Last but not least, ID specialises in hospital billing. What about the related IT applications? To what extent will they change because of the hospital reform?

This is already a big challenge. We must map all payment models in all areas, i.e. DRGs, flat rates, hybrid DRGs and, if necessary, normal outpatient billing. Let me put it this way: if one developer built something in the past, there will be three in the future. Nothing will be cancelled. The DRG world in all its complexity will remain, even if DRGs account for only 40% of total revenue in the future.

Sounds like a golden age for controlling.
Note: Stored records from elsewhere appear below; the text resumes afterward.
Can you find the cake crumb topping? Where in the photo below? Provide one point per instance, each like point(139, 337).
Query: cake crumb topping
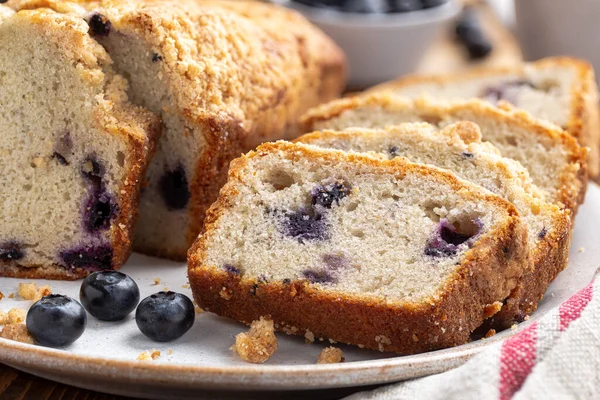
point(258, 344)
point(331, 355)
point(17, 332)
point(492, 309)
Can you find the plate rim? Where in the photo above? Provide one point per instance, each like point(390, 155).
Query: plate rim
point(58, 363)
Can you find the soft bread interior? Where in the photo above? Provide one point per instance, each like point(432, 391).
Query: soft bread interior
point(379, 239)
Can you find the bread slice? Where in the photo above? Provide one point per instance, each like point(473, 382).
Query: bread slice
point(385, 254)
point(559, 89)
point(224, 76)
point(556, 163)
point(458, 148)
point(73, 150)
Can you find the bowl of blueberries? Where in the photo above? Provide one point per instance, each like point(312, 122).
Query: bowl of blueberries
point(382, 39)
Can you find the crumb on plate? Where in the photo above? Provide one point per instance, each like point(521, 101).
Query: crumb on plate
point(309, 337)
point(17, 332)
point(331, 355)
point(258, 344)
point(16, 315)
point(149, 355)
point(31, 291)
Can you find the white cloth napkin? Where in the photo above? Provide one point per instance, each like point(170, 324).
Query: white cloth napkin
point(557, 357)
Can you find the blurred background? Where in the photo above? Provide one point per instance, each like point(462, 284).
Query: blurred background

That's right, yes. Keyword controlling: A controlling tool that we also want to highlight at the DMEA is our ID EFIX® PHARMA. This is an application that makes pharmaceutical data available for controlling. This didn't exist before because only a few hospitals had digital medication. But that is changing. On the one hand, ID EFIX® PHARMA has an economic dimension: we can use it, for example, to find any high-priced medication that could possibly be billed separately. But the application also has a medical dimension, because it provides valuable data for medication therapy safety (AMTS). We can use it to provide comprehensive information on contraindications, interactions or incorrect dosages. This can be of great interest to many hospitals.